In the large-scale dataset experiments, we compare our LLM-based feature selection methods against LassoNet (Lemhadri et al., 2021), the LASSO (Tibshirani, 1996), maximum relevance minimum redundancy selection (MRMR; Ding and Peng, 2005), HSIC-Lasso (Yamada et al., 2014), and Concrete Autoencoders (CAE; Balin et al., 2019).

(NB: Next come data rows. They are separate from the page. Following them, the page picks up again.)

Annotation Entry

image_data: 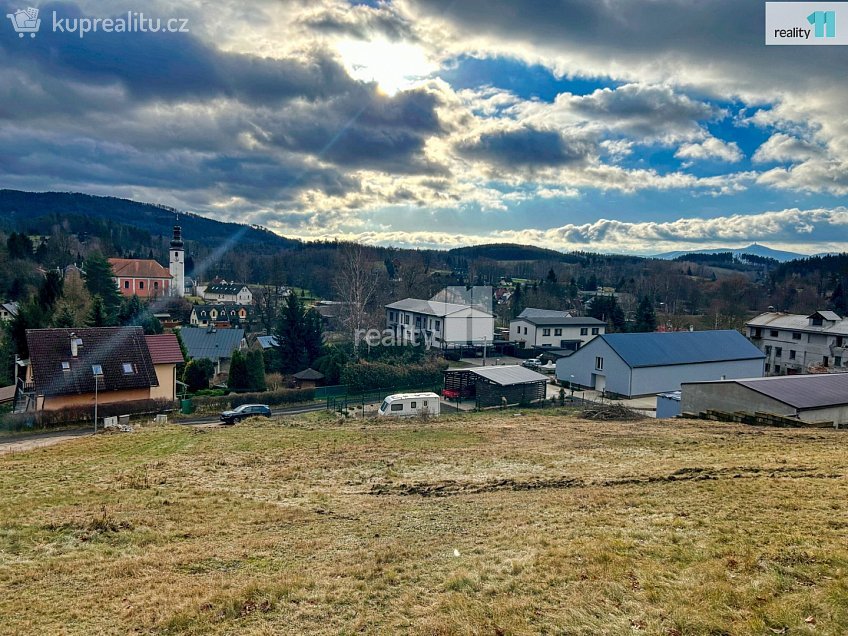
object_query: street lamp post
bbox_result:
[91,364,103,433]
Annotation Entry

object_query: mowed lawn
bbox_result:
[0,412,848,635]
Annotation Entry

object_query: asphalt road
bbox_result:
[173,402,327,426]
[0,403,326,455]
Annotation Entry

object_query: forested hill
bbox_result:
[0,190,301,251]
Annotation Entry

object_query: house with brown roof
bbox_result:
[25,327,161,410]
[144,333,185,401]
[109,258,172,298]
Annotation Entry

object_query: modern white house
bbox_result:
[745,311,848,375]
[556,330,765,398]
[509,310,606,351]
[386,298,495,349]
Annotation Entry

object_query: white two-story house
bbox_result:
[386,298,495,349]
[509,310,606,351]
[745,311,848,375]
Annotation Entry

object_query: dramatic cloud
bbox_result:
[458,128,595,166]
[0,0,848,252]
[674,137,742,163]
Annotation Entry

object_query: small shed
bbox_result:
[444,365,548,408]
[292,368,324,389]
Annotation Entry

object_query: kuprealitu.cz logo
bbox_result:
[6,7,190,38]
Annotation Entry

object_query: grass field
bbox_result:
[0,412,848,636]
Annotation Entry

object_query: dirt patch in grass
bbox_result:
[0,413,848,635]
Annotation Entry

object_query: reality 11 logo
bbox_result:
[807,11,836,38]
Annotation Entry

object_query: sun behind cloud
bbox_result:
[336,39,439,96]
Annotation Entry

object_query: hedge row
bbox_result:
[0,400,174,431]
[342,360,448,393]
[191,389,315,411]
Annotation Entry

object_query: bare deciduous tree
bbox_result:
[333,244,379,337]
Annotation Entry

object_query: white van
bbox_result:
[377,393,439,417]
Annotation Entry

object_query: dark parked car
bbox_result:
[221,404,271,424]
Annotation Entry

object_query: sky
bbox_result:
[0,0,848,254]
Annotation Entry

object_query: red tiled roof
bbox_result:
[109,258,171,279]
[26,327,159,395]
[144,333,185,364]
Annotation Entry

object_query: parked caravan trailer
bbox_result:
[377,393,439,417]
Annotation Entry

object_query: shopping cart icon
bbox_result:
[6,7,41,38]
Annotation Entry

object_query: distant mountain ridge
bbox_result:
[0,190,302,249]
[652,243,811,263]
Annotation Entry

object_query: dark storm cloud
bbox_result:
[568,84,719,136]
[264,86,444,174]
[0,1,454,201]
[0,127,357,201]
[0,3,353,103]
[459,128,595,167]
[410,0,844,92]
[303,5,414,41]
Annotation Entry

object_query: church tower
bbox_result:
[170,225,185,297]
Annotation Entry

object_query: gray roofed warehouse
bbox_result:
[682,373,848,426]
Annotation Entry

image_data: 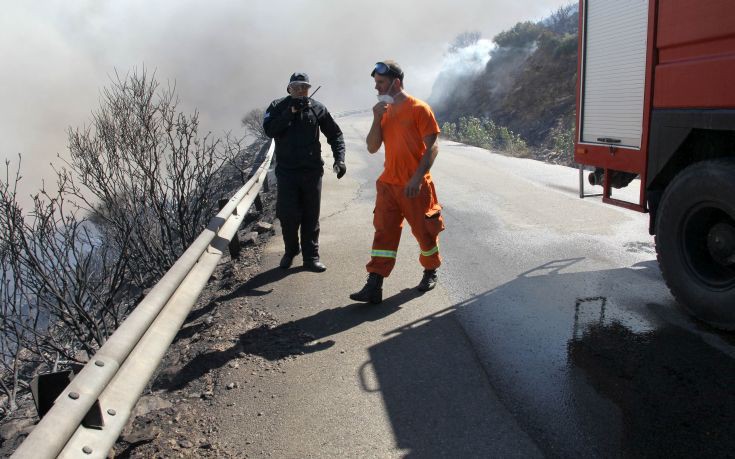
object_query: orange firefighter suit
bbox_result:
[367,96,444,277]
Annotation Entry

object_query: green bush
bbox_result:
[442,116,528,156]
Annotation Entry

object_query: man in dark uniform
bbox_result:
[263,72,347,272]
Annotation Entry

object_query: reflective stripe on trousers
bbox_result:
[366,177,444,277]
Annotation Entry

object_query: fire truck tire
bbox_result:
[656,159,735,330]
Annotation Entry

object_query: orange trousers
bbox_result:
[366,177,444,277]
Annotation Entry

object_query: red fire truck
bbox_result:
[574,0,735,330]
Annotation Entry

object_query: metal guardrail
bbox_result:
[11,141,274,459]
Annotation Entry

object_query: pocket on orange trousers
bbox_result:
[424,204,445,237]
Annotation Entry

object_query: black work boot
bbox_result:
[416,269,437,292]
[278,252,299,269]
[350,273,383,304]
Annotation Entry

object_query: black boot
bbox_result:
[416,269,437,292]
[350,273,383,304]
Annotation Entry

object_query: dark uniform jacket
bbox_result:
[263,96,345,171]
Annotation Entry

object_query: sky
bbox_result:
[0,0,570,199]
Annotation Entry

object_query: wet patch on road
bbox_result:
[568,320,735,457]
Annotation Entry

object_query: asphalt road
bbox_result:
[210,115,735,457]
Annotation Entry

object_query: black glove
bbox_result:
[332,161,347,179]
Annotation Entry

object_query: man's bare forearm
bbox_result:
[366,117,383,153]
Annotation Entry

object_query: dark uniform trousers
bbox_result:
[276,168,324,261]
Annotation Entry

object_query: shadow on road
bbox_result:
[363,259,735,457]
[165,286,422,391]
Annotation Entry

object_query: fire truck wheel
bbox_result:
[656,159,735,330]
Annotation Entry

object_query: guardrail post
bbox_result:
[217,199,242,260]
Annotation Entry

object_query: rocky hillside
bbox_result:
[430,5,578,153]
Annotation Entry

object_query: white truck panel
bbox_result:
[580,0,649,148]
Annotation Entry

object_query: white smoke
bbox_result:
[0,0,568,206]
[429,39,495,108]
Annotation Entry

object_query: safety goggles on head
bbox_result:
[288,81,311,91]
[370,62,403,78]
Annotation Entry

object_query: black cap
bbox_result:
[288,72,311,86]
[370,60,403,81]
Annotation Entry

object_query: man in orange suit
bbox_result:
[350,60,444,304]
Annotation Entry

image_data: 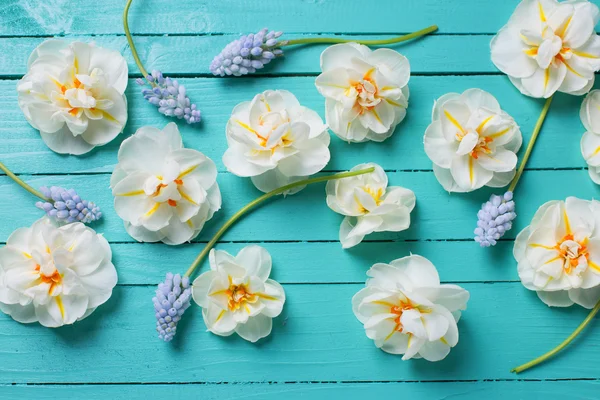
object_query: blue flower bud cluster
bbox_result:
[136,70,200,124]
[35,186,102,224]
[474,192,517,247]
[152,272,192,342]
[210,28,286,76]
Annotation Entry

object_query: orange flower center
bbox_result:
[225,284,257,311]
[35,264,62,295]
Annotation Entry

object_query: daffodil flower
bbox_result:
[491,0,600,98]
[424,89,523,192]
[0,217,117,328]
[514,197,600,308]
[223,90,330,194]
[325,163,416,249]
[17,39,128,155]
[315,43,410,142]
[192,245,285,342]
[110,122,221,245]
[579,90,600,185]
[352,255,469,361]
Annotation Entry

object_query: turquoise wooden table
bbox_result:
[0,0,600,400]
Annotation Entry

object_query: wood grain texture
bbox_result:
[0,170,600,244]
[0,76,600,173]
[0,0,518,36]
[0,381,600,400]
[0,34,500,76]
[0,282,600,383]
[69,239,519,285]
[0,0,600,400]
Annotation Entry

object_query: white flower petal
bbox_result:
[366,48,410,87]
[460,88,502,114]
[490,25,537,78]
[390,255,440,287]
[475,148,517,172]
[40,125,94,156]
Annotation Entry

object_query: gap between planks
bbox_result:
[0,378,600,386]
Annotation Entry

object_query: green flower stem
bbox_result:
[0,162,52,201]
[283,25,438,46]
[123,0,154,80]
[184,167,375,277]
[510,301,600,374]
[508,95,554,192]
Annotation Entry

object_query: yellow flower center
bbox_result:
[225,284,258,311]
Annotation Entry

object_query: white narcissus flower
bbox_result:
[192,245,285,343]
[223,90,330,194]
[315,43,410,142]
[491,0,600,98]
[579,90,600,185]
[325,163,416,249]
[0,217,117,328]
[17,39,128,155]
[423,89,523,192]
[513,197,600,308]
[110,122,221,245]
[352,255,469,361]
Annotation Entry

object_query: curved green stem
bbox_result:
[510,301,600,374]
[0,162,52,201]
[184,167,375,276]
[123,0,148,78]
[283,25,438,46]
[508,96,554,192]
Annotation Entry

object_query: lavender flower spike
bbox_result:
[210,28,287,76]
[136,70,200,124]
[35,186,102,224]
[474,192,517,247]
[152,272,192,342]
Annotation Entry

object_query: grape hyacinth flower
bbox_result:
[35,186,102,224]
[474,192,517,247]
[123,0,200,124]
[136,70,200,124]
[210,28,287,76]
[152,272,192,342]
[209,25,437,76]
[152,167,375,342]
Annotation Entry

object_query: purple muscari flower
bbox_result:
[35,186,102,224]
[136,70,200,124]
[210,28,287,76]
[152,272,192,342]
[474,192,517,247]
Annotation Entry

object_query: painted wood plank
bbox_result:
[0,170,600,242]
[0,0,552,36]
[0,34,499,77]
[94,241,519,285]
[0,76,600,173]
[0,283,600,383]
[0,381,600,400]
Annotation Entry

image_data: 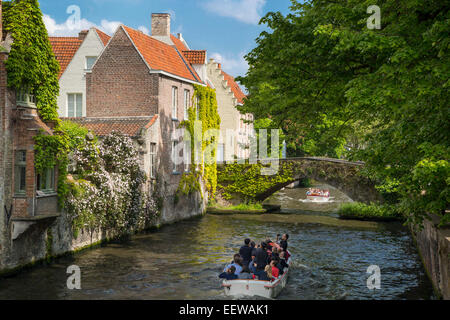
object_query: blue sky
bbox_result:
[39,0,291,76]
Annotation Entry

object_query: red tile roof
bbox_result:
[123,26,200,82]
[49,37,82,78]
[170,34,189,52]
[62,115,158,137]
[221,70,247,104]
[183,50,206,64]
[95,28,111,46]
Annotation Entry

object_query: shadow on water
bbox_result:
[0,182,433,300]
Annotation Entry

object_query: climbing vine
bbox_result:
[178,85,220,197]
[3,0,60,122]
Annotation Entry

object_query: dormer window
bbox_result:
[86,57,97,71]
[16,88,36,107]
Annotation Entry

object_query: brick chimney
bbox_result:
[152,13,170,37]
[78,30,89,41]
[0,0,3,41]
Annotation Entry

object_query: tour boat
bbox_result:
[306,191,330,202]
[222,252,292,299]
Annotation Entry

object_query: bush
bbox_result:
[338,202,404,221]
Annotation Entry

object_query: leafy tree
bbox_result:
[238,0,450,223]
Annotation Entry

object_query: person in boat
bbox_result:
[219,266,238,280]
[280,233,289,252]
[270,246,279,259]
[238,265,253,280]
[255,242,268,271]
[239,239,252,266]
[223,253,242,276]
[269,258,280,279]
[279,251,289,273]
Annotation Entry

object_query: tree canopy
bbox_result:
[238,0,450,222]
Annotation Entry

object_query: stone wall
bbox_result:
[411,217,450,300]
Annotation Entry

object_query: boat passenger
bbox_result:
[270,258,280,279]
[264,265,275,281]
[255,242,268,270]
[280,233,289,252]
[239,239,252,266]
[280,251,289,273]
[219,266,238,280]
[223,253,242,276]
[238,266,253,280]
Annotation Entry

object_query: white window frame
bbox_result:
[66,92,83,118]
[172,140,179,174]
[172,86,178,120]
[84,56,98,71]
[184,89,191,120]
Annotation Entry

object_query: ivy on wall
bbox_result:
[178,85,220,197]
[3,0,60,122]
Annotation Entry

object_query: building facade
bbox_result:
[50,28,111,118]
[207,59,254,162]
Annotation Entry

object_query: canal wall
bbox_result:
[0,183,208,276]
[411,217,450,300]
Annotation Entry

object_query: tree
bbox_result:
[238,0,450,223]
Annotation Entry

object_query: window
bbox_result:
[16,88,36,107]
[67,93,83,118]
[172,87,178,119]
[150,143,156,178]
[86,57,97,70]
[183,141,192,172]
[172,141,178,173]
[194,96,200,120]
[184,90,191,120]
[37,168,55,193]
[14,151,27,194]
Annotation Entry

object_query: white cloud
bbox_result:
[138,26,150,35]
[43,14,150,37]
[204,0,266,24]
[210,52,248,77]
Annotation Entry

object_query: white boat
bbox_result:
[306,195,330,202]
[222,252,292,299]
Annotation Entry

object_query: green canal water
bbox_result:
[0,187,434,300]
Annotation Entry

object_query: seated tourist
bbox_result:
[255,242,268,270]
[223,254,242,276]
[219,266,238,280]
[238,265,253,280]
[270,258,280,279]
[279,251,289,273]
[264,265,276,281]
[253,266,270,281]
[239,239,252,265]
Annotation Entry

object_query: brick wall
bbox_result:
[86,28,158,117]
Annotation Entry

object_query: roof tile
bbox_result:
[49,37,82,78]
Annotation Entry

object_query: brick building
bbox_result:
[0,2,59,270]
[71,14,206,223]
[207,59,254,162]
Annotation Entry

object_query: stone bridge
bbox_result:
[218,157,382,203]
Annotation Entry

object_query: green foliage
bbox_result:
[3,0,60,121]
[338,202,404,221]
[237,0,450,224]
[218,163,293,202]
[178,85,220,197]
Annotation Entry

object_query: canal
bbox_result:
[0,186,434,300]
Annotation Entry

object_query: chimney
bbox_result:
[78,30,89,41]
[0,0,3,41]
[152,13,170,37]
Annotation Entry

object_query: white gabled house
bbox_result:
[50,28,111,118]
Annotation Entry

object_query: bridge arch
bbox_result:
[219,157,382,203]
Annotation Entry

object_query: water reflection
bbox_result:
[0,184,433,299]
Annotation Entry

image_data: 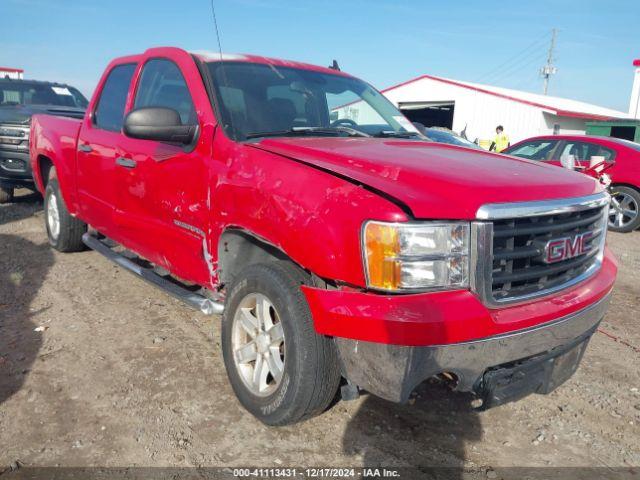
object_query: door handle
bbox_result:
[116,157,138,168]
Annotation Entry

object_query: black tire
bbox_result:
[44,178,87,252]
[222,262,341,425]
[609,186,640,233]
[0,187,13,204]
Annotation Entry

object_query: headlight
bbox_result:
[362,221,469,291]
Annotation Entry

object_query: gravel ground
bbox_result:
[0,192,640,478]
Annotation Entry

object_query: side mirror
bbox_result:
[123,107,197,144]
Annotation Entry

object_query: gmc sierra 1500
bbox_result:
[31,48,616,425]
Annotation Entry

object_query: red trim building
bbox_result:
[0,67,24,80]
[382,75,628,143]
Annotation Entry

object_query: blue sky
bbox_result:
[0,0,640,111]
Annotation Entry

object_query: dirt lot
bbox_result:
[0,189,640,478]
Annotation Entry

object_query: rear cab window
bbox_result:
[556,140,616,163]
[134,58,198,125]
[507,140,558,161]
[93,63,136,132]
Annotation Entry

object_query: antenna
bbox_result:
[211,0,235,128]
[211,0,222,62]
[540,28,558,95]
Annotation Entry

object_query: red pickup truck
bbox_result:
[30,48,617,425]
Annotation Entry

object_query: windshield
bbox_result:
[207,62,418,140]
[615,138,640,152]
[0,82,89,108]
[425,128,478,148]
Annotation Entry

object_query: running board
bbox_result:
[82,233,224,315]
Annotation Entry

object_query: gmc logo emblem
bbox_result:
[542,232,593,263]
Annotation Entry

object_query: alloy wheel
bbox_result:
[231,293,285,397]
[47,193,60,240]
[609,192,638,228]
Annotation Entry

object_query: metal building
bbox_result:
[382,75,629,143]
[0,67,24,80]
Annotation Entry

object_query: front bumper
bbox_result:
[302,249,617,402]
[0,148,33,187]
[335,295,609,405]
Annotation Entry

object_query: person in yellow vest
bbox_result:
[489,125,511,153]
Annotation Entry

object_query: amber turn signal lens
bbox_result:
[364,222,401,290]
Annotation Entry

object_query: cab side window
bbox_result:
[93,63,136,132]
[134,58,197,125]
[509,140,558,160]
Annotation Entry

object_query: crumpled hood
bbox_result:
[0,105,84,125]
[249,137,601,219]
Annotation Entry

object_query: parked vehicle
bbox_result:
[31,48,617,425]
[0,79,89,203]
[503,135,640,232]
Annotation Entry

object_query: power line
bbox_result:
[540,28,558,95]
[476,33,549,82]
[493,52,544,83]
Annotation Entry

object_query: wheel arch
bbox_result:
[217,227,310,285]
[36,154,55,193]
[609,182,640,193]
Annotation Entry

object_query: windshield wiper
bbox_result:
[245,127,371,139]
[374,130,422,138]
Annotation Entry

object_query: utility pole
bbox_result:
[540,28,558,95]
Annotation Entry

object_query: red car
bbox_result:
[30,48,617,425]
[502,135,640,232]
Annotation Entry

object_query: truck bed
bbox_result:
[29,114,82,197]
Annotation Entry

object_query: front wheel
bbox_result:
[222,262,341,425]
[44,178,87,252]
[0,187,13,204]
[609,187,640,233]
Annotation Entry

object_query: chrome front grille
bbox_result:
[472,193,609,305]
[0,124,29,152]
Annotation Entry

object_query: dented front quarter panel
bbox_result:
[210,132,407,287]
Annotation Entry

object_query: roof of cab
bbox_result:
[189,50,351,77]
[110,47,351,77]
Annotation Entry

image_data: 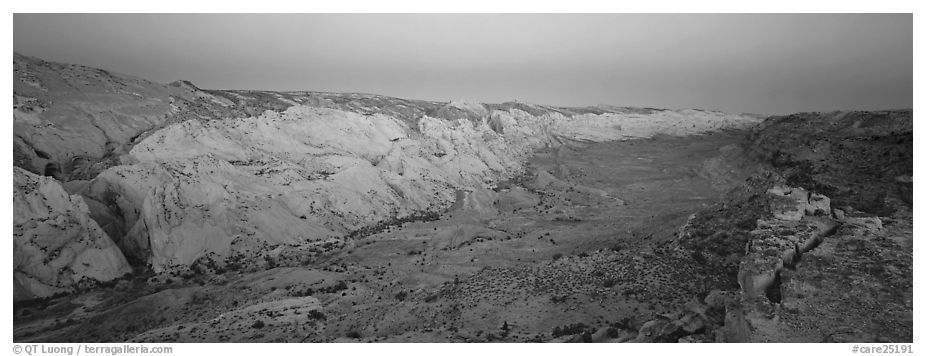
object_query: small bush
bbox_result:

Given that regularization path computation and feature selection based on these methods can take a long time for datasets with a large number of features, we precompute the binary feature masks before running the main experiments. To precompute the binary feature masks, move to ./llm_select/selection
and run the following bash scripts:
./run_lassonet.sh
./run_glasso.sh
./run_mrmr.sh
./run_hsic_lasso.sh
./run_cae.sh
All of the feature masks (and the computed regularization paths, if applicable) will then be saved under ./llm_select/selection/<method>
(e.g., ./llm_select/selection/lassonet
). These feature masks will then be automatically used by the large-scale dataset experiment scripts.
To run the large-scale dataset experiments, move to ./llm_select
and run the following bash script:
./run_large_exp.sh
All of the results will then be saved under ./llm_select/results/benchmark/
, which will be automatically created when the script is run for the first time.